The documents were discouragingly familiar: bills, memos, pages and pages of personal letters.

Just breathe,
Laurel told herself.
It’s there. Just look.

She reached into the box for another stack of papers …

And then there it was. She knew it the second she saw it: a thin paper-clipped sheaf of pages, all test-result charts—the same Zener-card test charts she’d already seen hundreds of in the files. The names of the subjects had been redacted (she held them up to the light but was not able to read any names through the slashes of black marker), and relabeled SUBJECT A, SUBJECT B, SUBJECT C. But all three of the test scores were through the roof, the highest she’d come across: 51 percent correct, 55 percent correct, and an astonishing 75 percent correct.
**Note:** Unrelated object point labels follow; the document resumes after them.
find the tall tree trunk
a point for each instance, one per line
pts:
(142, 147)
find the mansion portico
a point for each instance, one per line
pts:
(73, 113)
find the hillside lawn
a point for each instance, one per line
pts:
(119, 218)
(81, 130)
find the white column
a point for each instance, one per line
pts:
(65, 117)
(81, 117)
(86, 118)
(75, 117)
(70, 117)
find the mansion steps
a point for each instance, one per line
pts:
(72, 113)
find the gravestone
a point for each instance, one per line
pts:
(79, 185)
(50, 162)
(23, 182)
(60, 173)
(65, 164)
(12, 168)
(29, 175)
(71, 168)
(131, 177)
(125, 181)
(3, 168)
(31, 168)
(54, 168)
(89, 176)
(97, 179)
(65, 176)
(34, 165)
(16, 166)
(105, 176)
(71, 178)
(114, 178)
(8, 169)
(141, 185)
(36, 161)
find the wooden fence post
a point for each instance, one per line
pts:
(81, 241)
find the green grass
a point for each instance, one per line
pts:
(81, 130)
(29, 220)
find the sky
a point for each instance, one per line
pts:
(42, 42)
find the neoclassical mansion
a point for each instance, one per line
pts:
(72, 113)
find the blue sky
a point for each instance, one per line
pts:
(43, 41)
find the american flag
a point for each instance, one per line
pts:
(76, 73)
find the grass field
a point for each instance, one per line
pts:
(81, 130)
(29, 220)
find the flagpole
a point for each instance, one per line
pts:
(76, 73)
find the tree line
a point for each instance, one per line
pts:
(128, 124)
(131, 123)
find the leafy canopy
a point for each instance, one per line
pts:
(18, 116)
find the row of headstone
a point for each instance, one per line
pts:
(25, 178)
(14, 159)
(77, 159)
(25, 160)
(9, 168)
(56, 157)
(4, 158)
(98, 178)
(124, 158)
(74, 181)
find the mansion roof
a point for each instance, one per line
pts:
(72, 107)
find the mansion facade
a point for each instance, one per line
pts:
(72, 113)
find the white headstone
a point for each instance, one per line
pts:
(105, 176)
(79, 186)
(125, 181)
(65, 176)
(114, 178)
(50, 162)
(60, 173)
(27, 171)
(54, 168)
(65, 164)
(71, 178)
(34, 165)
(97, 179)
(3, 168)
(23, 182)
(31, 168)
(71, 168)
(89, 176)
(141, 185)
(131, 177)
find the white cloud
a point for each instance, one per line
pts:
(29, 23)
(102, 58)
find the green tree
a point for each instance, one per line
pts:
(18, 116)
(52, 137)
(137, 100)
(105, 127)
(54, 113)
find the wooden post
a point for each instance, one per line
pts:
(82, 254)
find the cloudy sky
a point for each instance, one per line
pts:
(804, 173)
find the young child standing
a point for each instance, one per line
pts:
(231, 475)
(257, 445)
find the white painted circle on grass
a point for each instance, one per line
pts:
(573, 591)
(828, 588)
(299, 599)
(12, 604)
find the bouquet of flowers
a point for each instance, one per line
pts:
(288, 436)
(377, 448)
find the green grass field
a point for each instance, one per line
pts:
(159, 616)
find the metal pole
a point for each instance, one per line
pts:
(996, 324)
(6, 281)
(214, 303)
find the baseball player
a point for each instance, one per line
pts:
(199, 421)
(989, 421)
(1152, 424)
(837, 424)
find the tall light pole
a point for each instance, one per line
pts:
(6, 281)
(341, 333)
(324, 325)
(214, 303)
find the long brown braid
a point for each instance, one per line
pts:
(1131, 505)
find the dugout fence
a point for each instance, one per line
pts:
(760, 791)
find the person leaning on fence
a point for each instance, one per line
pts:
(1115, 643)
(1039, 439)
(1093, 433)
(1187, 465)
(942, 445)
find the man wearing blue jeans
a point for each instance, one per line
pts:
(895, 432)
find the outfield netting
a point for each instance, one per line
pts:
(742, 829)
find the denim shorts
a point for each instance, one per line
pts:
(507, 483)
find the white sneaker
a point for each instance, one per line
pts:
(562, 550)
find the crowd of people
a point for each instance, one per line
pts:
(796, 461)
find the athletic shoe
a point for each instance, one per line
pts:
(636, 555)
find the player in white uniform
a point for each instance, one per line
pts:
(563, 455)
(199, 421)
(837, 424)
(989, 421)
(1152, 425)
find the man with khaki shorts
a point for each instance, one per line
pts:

And on each test, someone had scribbled at the top in bold spiked handwriting, the same authoritative slash of penmanship:

FOLGER EXPERIMENT—start date 4/03/65

CHAPTER SEVENTEEN

Laurel realized she’d been holding her breath for some time, and forced herself to exhale. She shuffled through the test forms again, just to make sure she really was seeing what she was seeing.

It was what she’d been looking for. There
was
a Folger Experiment. whatever it was, it took place just before the parapsychology lab was shut down. And it had involved test subjects with ESP scores higher than any other recorded test subjects she’d ever come across in the literature.